Students will be expected to be able to gain enough familiarity to install, run and perform project work on these packages on their own machines.

Possible projects include (and may not be limited to):

  1. Treebanks: Penn Treebank, lookup software.
  2. Ontologies and Semantic Networks: WordNet etc.
  3. Sentence Parsing using grammar and linguistic theory: PAPPI etc.
  4. Machine Translation.
  5. Finite State Automata.
  6. Corpora search.

Grading

Students will submit a separate project report for each project tackled. The final grade will be a function of the cumulative sum of the scores for each project.

Reading and Computational Resources

Required reading will be in the form of project documentation/papers and dissertations to be made available on the WWW.

Computer laboratory facilities will be made available for project work.
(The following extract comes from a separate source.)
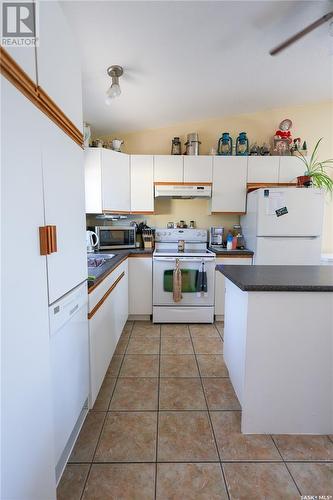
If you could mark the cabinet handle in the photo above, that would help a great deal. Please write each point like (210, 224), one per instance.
(105, 296)
(52, 232)
(47, 239)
But students should be able to work on their own machines.


Lecture Schedule

January 10th

Initial meeting. Penn Treebank 3 distribution.

Lecture Notes: lecture1.pdf

January 17th

Perl programming lecture. Task 1. Penn Treebank trees into treebankviewer Prolog trees.

Lecture Notes: lecture2.pdf

January 24th

tgrep2. Task 2. Get tgrep2 working with the treebankviewer.

Lecture Notes: lecture3.pdf (updated 1/25/07)

January 31st

Verb alternations. Task 3. The PTB and EVCA.

Lecture Notes: lecture4.pdf (updated: 1/31/07)
EVCA index file: evca93.index.

February 7th

Task 3. Case study: the verb join.

Lecture Notes: lecture5.pdf

February 14th

Task 4. Collins parser.

Lecture Notes: lecture6.pdf

February 21st

Task 5. MXPOST and Collins parser. EVCA alternations.

Lecture Notes: lecture7.pdf (Updated: 5:30pm)

March 7th

Lecture Notes: lecture8.pdf

March 14th

Spring Break: no lecture

March 21st

Lecture Notes: lecture9.pdf Introduction to WordNet 3.0 and the Prolog database files.
5papers.pdf WordNet: 5 papers.
code.pl Prolog code for metric |S| (revised: 3/23)
wn_s.pl.zip s/6 (.zip, corrected version)

(.txt suffix used to work around browser download permissions. Rename .txt file to .pl for convenience.)

March 28th

Lecture Notes: lecture10.pdf

Worked example for zealous to impassioned vs. ravenous.
code2.pl Prolog code for metric |Q|+|S|

April 4th

Lecture Notes: lecture11.pdf

Parsing WordNet gloss example sentences using the Collins parser. Task 8. Worked example for vanish.

April 11th

Lecture Notes: lecture12.pdf

Question Answering (QA). Task 9.

April 25th

Lecture Notes: lecture13.pdf (modified: 4/26)

More on Question-Answering. Extended WordNet (XWN).

May 2nd

Lecture Notes: lecture14.pdf

What next? Task 9 Presentations. Class evaluations.